Media Resource Control Protocol Version 2 (MRCPv2) is a network protocol, which provides a vendor-independent interface between speech media servers and speech application platforms. The Internet Engineering Task Force Speech Service Control's MRCPv2 is based on an earlier version developed jointly by Cisco, Nuance, and SpeechWorks (now ScanSoft).
The MRCPv2 protocol controls media service resources over a network. This protocol depends upon a session management protocol, such as the Session Initiation Protocol (SIP), to establish a separate MRCPv2 control session between the client and the media server. MRCPv2 defines the following types of media processing resources:
- Basic synthesizer — A speech synthesizer resource with very limited capabilities that play out concatenated audio file clips.
- Speech synthesizer — A full capability speech synthesizer that produces human-like speech using the Speech Synthesis Markup Language specifications.

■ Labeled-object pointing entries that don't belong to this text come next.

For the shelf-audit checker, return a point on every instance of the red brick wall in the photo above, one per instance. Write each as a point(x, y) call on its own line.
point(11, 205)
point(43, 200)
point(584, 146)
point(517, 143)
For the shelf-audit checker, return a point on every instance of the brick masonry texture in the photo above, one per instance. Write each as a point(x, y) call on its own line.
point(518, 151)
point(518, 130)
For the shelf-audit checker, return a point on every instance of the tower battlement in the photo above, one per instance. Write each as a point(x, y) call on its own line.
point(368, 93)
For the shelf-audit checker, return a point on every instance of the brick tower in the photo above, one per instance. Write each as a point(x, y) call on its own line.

- Recorder — A resource with end-pointing capabilities for detecting the beginning and ending of spoken speech and saving it to an URI.
- DTMF recognizer — A limited DTMF-only recognizer that can match telephone touchtones to a grammar and perform semantic interpretation based on semantic tags in the grammar.

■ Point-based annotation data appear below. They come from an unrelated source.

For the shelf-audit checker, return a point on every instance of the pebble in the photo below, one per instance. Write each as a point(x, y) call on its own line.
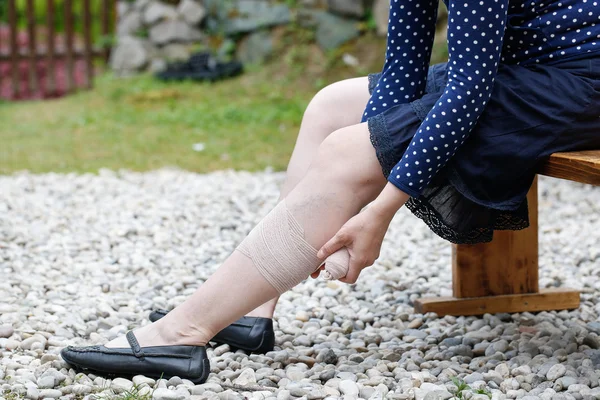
point(556, 372)
point(45, 382)
point(50, 393)
point(139, 241)
point(164, 394)
point(120, 385)
point(349, 388)
point(6, 331)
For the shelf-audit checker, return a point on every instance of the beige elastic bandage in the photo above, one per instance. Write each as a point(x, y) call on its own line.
point(283, 257)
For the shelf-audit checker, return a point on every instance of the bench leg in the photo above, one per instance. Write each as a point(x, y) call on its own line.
point(500, 276)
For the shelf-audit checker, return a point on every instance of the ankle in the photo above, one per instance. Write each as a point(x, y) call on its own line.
point(264, 311)
point(183, 333)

- Speech recognizer — A full speech recognizer that converts spoken speech to text and interprets the results based on semantic tags in the grammar.
- Speaker verification — Authenticate a voice as belonging to a person by matching the voice to one or more saved voiceprints.
MRCP is designed to support two important capabilities to make speech platforms more flexible:
- Service provider independence — Developers can switch between service providers. For example, a developer switches from a public domain speaker recognition engine to a higher quality (and more expensive) proprietary speaker recognition engine.
- Service location independence — Developers can move services among servers. For example, if a server becomes saturated, another server can be installed and some of the services from the first server can be reloaded onto the second server.
Developers can leverage the benefits of MRCP to provide this flexibility to any application or platform that uses speech recognition, speech synthesis, and speaker authentication. For example:
- VoiceXML — MRCP provides media services to the VoiceXML platform. Developers continue to use speech application development methodology and tool kits to create VoiceXML 2.0/2.1 applications. The VoiceXML platform uses MRCP to provide speech resource services.
- SALT — The Speech Application Language Tags4 (SALT) could be implemented using MRCP. SALT developers would be free to choose ASR and TTS services from any technology vendor.
- W3C's aural CSS — The W3C's specification for aural Cascading Style Sheets5 (CSS) supports an audio rendering of (X)HTML and XML pages by using an aural style sheet. This would enable sight-impaired individuals to browse and interact with (X)HTML and XML pages on browsers supporting the W3C aural CSS style sheet. Currently, neither Microsoft Internet Explorer™ nor Netscape Navigator™ support aural CSS, but it is possible to build aural CSS plugins for Internet Explorer or Navigator that use MRCP to provide speech recognition and speech synthesis services.
- Animated visual agents — Animated icons change their appearance, move around the screen and talk to users. Popular visual agents from Microsoft include Perdy (a parrot), Merlin (a wizard), Robby (a robot) and Genie.6 Animated visual agents will be used in entertainment applications on PCs, mobile devices, kiosks and Internet-enabled televisions. Users will interact with a variety of artificial newscasters, program hosts, artificial characters and cartoons. Generic animated agent software could use MRCP to provide the ASR and TTS services; while artists create the appearance and animation, and developers create the dialogs and applications.
- Small mobile devices — Mobile devices are becoming so small that QWERTY keypads are impractical. Users will use a stylus to point and write and a microphone to speak to these devices. MRCP can be used to support the speech resources on remote servers accessed by mobile devices.
MRCP can support remote media services for the applications listed above, and others that have not been invented yet. MRCP can do for the entire speech industry what VoiceXML did for the telephony industry—provide a standard platform on which to write applications that enables media resources to be accessed remotely, and enables developers to choose the technology vendors that best support their applications within their budgets.